Dans le jardin aux couleurs de crépuscule, le petit Ismaïl regardait le jeune arbre qu'il venait de planter avec sa maman. Ses branches étaient si fines, comme des traits de crayon sur le ciel bleu nuit. « Maman, » murmura-t-il, « tu crois qu'il sera assez fort pour l'hiver ? »
Sa mère, Maryam, s'accroupit à côté de lui, son voile beige effleurant l'herbe. Elle posa une main sur la terre fraîche. « Nous avons fait notre part, mon trésor. Nous avons creusé, planté, et nous lui avons donné de l'eau. Nous avons fait de notre mieux. »
Ismaïl regarda les feuilles fragiles. « Mais j'ai peur. Le vent, le froid... Et si nos efforts ne suffisent pas ? » Une petite ride d'inquiétude se forma sur son front, à peine visible.
« Maintenant que notre travail est fait, » dit doucement Maryam, « commence le temps de la confiance. C'est le secret d'Al-Qadr, le Destin écrit par Allah.
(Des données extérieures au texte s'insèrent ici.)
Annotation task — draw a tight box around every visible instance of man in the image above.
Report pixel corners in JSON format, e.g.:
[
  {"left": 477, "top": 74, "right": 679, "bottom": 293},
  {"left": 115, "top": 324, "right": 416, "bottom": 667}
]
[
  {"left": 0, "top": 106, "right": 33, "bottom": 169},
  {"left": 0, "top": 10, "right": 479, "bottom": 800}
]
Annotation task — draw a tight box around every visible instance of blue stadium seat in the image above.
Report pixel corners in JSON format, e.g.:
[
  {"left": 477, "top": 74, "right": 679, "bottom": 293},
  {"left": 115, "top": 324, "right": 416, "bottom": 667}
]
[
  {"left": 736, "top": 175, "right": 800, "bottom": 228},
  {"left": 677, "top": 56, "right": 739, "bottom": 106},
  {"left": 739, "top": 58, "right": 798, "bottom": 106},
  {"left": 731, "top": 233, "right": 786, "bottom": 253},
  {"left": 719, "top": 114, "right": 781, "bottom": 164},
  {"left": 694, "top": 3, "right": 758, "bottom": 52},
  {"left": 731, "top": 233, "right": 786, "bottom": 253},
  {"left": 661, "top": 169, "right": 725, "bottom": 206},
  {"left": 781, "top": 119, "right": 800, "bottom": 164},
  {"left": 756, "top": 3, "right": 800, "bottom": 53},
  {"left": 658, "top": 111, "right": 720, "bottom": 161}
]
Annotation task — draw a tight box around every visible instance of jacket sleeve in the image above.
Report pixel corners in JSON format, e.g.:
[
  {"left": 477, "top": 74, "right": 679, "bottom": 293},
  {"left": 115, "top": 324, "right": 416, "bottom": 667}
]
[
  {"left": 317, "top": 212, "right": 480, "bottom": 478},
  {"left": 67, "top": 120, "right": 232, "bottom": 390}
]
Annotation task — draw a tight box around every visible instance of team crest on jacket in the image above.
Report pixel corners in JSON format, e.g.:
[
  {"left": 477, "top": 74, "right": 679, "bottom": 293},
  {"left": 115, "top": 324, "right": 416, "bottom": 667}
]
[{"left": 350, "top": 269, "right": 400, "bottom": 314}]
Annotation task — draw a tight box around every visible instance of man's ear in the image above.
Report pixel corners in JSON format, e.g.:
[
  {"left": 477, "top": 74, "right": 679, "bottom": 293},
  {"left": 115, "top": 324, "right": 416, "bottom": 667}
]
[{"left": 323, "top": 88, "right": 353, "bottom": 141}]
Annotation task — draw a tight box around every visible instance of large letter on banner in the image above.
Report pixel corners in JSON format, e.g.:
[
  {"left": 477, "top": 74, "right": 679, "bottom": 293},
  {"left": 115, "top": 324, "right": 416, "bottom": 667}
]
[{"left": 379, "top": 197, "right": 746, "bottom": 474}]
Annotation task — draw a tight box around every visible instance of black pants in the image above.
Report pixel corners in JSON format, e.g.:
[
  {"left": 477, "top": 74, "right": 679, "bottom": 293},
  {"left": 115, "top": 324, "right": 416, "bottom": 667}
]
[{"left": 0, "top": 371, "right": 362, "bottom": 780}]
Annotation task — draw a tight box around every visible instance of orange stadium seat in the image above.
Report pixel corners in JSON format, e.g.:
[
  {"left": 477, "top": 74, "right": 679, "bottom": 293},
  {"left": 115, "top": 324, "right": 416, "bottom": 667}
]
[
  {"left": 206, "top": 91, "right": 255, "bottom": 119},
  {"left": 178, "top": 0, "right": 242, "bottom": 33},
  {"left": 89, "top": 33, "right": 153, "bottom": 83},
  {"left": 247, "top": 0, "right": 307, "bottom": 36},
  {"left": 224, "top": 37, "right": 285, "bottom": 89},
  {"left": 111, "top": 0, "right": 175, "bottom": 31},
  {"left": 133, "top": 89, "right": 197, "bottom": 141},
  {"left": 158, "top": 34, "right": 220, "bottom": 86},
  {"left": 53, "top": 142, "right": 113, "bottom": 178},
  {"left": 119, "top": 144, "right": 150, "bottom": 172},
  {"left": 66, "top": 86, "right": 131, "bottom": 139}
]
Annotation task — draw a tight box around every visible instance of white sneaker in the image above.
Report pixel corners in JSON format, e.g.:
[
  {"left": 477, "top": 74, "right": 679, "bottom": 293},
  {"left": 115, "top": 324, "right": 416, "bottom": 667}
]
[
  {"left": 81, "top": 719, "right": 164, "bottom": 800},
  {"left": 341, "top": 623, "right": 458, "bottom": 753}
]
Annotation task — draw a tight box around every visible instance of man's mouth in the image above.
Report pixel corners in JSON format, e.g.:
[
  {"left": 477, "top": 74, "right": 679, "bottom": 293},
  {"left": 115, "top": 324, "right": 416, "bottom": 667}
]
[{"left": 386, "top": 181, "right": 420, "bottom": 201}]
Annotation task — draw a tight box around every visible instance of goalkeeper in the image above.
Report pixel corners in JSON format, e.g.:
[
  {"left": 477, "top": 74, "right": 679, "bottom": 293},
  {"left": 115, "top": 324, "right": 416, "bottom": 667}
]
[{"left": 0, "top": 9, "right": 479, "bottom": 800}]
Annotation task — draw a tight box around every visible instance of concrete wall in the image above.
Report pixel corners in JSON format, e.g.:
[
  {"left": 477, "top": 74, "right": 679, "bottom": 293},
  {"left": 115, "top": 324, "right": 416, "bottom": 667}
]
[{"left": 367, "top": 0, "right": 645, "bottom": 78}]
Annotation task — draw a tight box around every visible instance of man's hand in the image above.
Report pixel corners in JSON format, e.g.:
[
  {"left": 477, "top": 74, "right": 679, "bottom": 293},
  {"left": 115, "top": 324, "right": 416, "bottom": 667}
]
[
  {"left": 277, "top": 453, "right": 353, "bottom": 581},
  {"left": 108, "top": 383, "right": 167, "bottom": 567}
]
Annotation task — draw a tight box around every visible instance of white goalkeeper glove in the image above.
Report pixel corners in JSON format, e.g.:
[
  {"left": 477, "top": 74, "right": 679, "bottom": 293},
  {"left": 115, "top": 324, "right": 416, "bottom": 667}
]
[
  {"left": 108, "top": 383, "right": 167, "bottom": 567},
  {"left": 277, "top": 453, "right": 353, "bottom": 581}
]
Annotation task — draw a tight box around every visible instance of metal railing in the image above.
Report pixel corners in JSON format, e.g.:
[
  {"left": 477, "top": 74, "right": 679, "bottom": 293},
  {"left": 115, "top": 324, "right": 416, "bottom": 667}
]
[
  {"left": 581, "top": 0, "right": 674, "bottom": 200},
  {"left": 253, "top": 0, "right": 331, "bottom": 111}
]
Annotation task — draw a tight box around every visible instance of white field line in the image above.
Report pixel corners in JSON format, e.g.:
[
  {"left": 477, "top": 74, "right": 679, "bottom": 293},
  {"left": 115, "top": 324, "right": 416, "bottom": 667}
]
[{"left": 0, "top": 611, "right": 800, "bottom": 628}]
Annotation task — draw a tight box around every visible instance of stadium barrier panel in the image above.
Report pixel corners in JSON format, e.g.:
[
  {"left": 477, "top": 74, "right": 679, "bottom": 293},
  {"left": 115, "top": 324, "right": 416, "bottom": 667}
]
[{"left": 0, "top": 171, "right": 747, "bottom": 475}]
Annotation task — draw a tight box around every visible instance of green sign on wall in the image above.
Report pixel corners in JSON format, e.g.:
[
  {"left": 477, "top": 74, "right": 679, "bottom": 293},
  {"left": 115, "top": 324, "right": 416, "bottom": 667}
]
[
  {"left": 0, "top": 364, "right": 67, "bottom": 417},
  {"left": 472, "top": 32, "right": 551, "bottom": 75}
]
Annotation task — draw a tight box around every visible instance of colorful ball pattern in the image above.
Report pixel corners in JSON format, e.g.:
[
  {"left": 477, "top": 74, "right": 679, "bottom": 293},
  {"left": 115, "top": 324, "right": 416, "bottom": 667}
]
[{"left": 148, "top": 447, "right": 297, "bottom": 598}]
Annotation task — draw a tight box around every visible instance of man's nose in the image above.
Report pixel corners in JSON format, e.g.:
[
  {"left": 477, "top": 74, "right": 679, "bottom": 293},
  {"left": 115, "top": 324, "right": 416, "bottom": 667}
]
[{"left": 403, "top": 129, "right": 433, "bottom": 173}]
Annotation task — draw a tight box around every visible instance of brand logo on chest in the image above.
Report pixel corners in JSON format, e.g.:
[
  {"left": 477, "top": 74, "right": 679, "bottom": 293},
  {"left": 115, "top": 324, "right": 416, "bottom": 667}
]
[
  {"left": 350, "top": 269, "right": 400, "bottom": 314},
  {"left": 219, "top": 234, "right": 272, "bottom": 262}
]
Cela ne veut pas dire ne rien faire, mais faire de son mieux puis remettre le résultat entre Ses mains. »
« Remettre le résultat ? » demanda Ismaïl. Il ne comprenait pas comment on pouvait simplement attendre. Il voulait protéger l'arbre lui-même.
« Oui, » continua sa mère. « Allah nous dit dans le Coran :
'...mais Allah est le meilleur des planificateurs.' (Coran, 8:30).
Notre plan à nous, c'était de planter cet arbre. Mais Son plan à Lui voit toutes les saisons à venir, chaque feuille qui tombera et chaque bourgeon qui naîtra. »
Les mois passèrent. L'hiver recouvrit le jardin d'un manteau blanc et silencieux. De sa fenêtre, Ismaïl regardait souvent la silhouette fragile de son arbre, endormi sous la neige. Il se souvenait des paroles de sa mère et patientait.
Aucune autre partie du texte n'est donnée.